Cuarenta y tres días más tarde, el 17 de enero de 1957, el MR-26-7 comenzó un combate en la desembocadura del río La Plata con menos de 30 fusiles y lo terminó con diez más. Es con esta acción que aquella concepción militar revolucionaria en la que se sustentó el ataque al Moncada, empezaba a asumir su carácter de verdad a partir de la práctica; verdad que desde ese momento sería revalidada centenares de veces.

Sesenta y cinco meses después de haber perdido aquellas 160 modestas armas de su primer combate, el Movimiento –ya transformado en Movimiento Revolucionario 26 de Julio con su Ejército Rebelde– ganaba la guerra.

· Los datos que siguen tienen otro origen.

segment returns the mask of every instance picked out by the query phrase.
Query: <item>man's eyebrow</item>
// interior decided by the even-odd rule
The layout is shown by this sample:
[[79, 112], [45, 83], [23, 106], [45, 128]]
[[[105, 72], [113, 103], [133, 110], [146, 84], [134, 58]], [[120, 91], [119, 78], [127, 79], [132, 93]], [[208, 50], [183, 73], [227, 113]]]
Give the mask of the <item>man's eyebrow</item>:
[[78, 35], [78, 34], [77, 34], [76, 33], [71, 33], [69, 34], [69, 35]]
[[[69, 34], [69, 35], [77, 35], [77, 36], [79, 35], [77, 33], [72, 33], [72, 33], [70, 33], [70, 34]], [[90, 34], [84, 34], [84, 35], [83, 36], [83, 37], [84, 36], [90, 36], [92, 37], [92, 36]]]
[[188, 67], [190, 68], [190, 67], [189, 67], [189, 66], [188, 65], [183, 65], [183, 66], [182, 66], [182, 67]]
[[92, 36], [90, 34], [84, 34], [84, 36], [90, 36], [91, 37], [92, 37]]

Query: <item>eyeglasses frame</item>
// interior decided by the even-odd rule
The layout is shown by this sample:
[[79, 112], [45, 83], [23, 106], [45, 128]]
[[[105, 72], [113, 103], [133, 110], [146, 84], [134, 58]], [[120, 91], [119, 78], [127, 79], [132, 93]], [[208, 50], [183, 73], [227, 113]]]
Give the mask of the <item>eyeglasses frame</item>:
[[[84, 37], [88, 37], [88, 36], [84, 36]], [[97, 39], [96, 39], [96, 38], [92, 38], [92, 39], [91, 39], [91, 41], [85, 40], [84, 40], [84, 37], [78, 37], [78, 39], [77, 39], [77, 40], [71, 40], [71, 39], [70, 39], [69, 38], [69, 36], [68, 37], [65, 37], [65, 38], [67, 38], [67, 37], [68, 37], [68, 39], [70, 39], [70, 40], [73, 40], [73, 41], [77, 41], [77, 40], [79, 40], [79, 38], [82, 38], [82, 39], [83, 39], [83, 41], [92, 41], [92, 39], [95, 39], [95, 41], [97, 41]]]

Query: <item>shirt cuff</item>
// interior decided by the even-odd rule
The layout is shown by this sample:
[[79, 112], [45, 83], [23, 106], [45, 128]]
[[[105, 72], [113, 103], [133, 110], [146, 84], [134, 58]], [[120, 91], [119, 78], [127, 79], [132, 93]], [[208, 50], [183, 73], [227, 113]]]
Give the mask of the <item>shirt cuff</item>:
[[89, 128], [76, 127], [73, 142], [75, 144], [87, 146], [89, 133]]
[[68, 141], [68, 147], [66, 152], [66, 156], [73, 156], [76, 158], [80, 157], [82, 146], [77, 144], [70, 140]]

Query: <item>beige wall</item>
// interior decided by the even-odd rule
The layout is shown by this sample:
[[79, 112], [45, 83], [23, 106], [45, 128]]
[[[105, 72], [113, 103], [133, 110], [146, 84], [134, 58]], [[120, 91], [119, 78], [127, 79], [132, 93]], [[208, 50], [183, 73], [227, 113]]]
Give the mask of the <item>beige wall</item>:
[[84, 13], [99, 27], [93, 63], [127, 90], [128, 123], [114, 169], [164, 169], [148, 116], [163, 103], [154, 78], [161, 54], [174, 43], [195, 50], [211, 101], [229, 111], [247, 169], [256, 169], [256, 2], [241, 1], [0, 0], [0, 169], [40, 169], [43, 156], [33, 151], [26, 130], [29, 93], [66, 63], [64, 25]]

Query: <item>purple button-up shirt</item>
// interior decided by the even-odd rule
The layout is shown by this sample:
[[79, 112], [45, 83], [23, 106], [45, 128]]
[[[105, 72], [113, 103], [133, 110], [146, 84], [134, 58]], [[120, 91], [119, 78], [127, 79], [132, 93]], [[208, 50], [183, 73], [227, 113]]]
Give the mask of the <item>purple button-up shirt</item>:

Sería el 1ro. de enero de 1959. Ese día culminaría la fase insurreccional de la Revolución con el derrocamiento de la tiranía y la toma del poder. Entonces, y solo entonces, la tesis del Movimiento sobre la vía y el método para la insurrección armada popular se insertaría en la historia de Cuba como irrebatible verdad por la que el pueblo transitaba hacia la libertad.

*Doctor en Ciencias Históricas e investigador de la Oficina de Asuntos Históricos del Consejo de Estado.